I can still feel the weight of his body; the rough callouses of his hands as they eagerly searched my body to see if it lacked the femininity that my slender frame suggested.
It didn’t.
He was just the first to let his lust and curiosity get the better of him, but he was the last I allowed to hold power over me. After him, I swore I’d learn to become a shadow, if not the best thief in the city.
Agility and speed became my closest friends.
If they couldn’t catch me, they couldn’t run their hands over me. They couldn’t warm their bodies with my own.
It took years to become what I am. Years of abuse at the hands of strange men in dark alleyways. Years of pain and torment and bruising before I realized that what the man said was right.
The sooner you accept this, the better off you’ll be.
I’d learned to lean into their touch, choking back the bile and rage rising in my stomach. Learned to use their own vile cravings against them. To make them feel as powerless as they’d hoped to make me.
It often worked, leaving them emasculated, slinking away with their tail quite literally tucked between their legs. On the rare occasion that my behavior made things worse, I’d learned to tend my fair share of wounds.
The scars of which have helped keep more fickle hands at bay.
A shoulder slams into me, jarring me from my spiral of unwanted thoughts, and I blink away the memories better left forgotten. I stare out over the marketplace as the din of the morning begins to fill my ears.
I’m still alive. Against all odds, I survived.
It doesn’t matter what I’ve had to do to get here. I’m here. Alive and still within the city walls, far from the dangers that lie beyond.
It’s been years since I’ve had to allow another to touch me, and that alone is enough of a reward. I’ve survived far longer than anyone believed possible for a lanky orphan girl, and I will continue to survive, if only to prove everyone wrong.
No matter what it takes.
With a grounding breath, I square my shoulders and hold my head high as I allow myself to straighten to my full height.
The merchant with the brooches eyes me. His gaze makes me uncomfortable, but I refuse to shift under his stare. It’s easy, here in the early morning light, to convince myself that his gaze is that of a man worried I’m about to steal from him.
I’m not.
Giving him a curt nod, I move deeper into the market, weaving my way through the thickening crowd.
The murmur of soft conversation and the occasional soft whimper of a baby greet me as I wind between the stalls. I can feel their eyes follow me, but I don’t pay them any mind.
The corner of mouth lifts slightly as I hear them wonder at my height, trying to guess my ancestry before finally concluding that questioning it did little more than muddy the waters.
In all honesty, I wish I knew. I wish I could tell them my father was a great noble, or that my mother was just as tall as I am, and my father loved her for it.
But I have no idea.
Before too long, the crowd has had their fill of gaping at me, and I’m nothing more than another body among them.
My mouth waters as I leave the market stalls behind and set my sights on a nearby bakery. Just one of the dozens across the city that have been awake even longer than I have.

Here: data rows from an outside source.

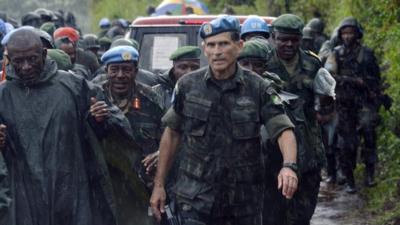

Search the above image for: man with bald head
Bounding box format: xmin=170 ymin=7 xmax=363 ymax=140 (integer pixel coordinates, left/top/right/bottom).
xmin=0 ymin=29 xmax=132 ymax=225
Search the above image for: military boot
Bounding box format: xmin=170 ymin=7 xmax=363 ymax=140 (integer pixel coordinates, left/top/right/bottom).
xmin=364 ymin=163 xmax=377 ymax=187
xmin=345 ymin=171 xmax=357 ymax=194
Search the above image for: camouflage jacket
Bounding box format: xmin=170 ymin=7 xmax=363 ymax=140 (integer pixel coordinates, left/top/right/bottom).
xmin=102 ymin=81 xmax=164 ymax=156
xmin=265 ymin=50 xmax=325 ymax=174
xmin=163 ymin=65 xmax=294 ymax=215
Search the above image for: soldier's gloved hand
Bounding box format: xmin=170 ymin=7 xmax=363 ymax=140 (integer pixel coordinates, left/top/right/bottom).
xmin=150 ymin=184 xmax=167 ymax=222
xmin=277 ymin=167 xmax=298 ymax=199
xmin=0 ymin=124 xmax=6 ymax=149
xmin=90 ymin=97 xmax=110 ymax=123
xmin=142 ymin=150 xmax=159 ymax=175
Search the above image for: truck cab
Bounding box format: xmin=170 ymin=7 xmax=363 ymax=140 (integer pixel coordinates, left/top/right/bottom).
xmin=127 ymin=15 xmax=274 ymax=74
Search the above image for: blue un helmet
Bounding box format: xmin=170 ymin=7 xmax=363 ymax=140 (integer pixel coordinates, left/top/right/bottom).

The warm aroma of freshly baked bread greets me as I slip down the narrow alley leading to the opposite street. Thanks to the heat of the ovens, the back door has been left open to cool their sweating brows, filling the alleyway with delicious scents.
I nearly smile to myself as I spot several small loaves of freshly baked rolls cooling just inside the door, practically begging to be lifted from their racks.
Pausing just long enough to listen, I make my move.
My steps don’t slow as I pass the door. With my eyes trained forward on the mouth of the alley ahead of me, my hand snakes toward the bread.
Tomorrow, I’ll slip a copper coin beneath the door for them to find. But today, I have no coins. No way to pay for my breakfast before spending the day on my feet.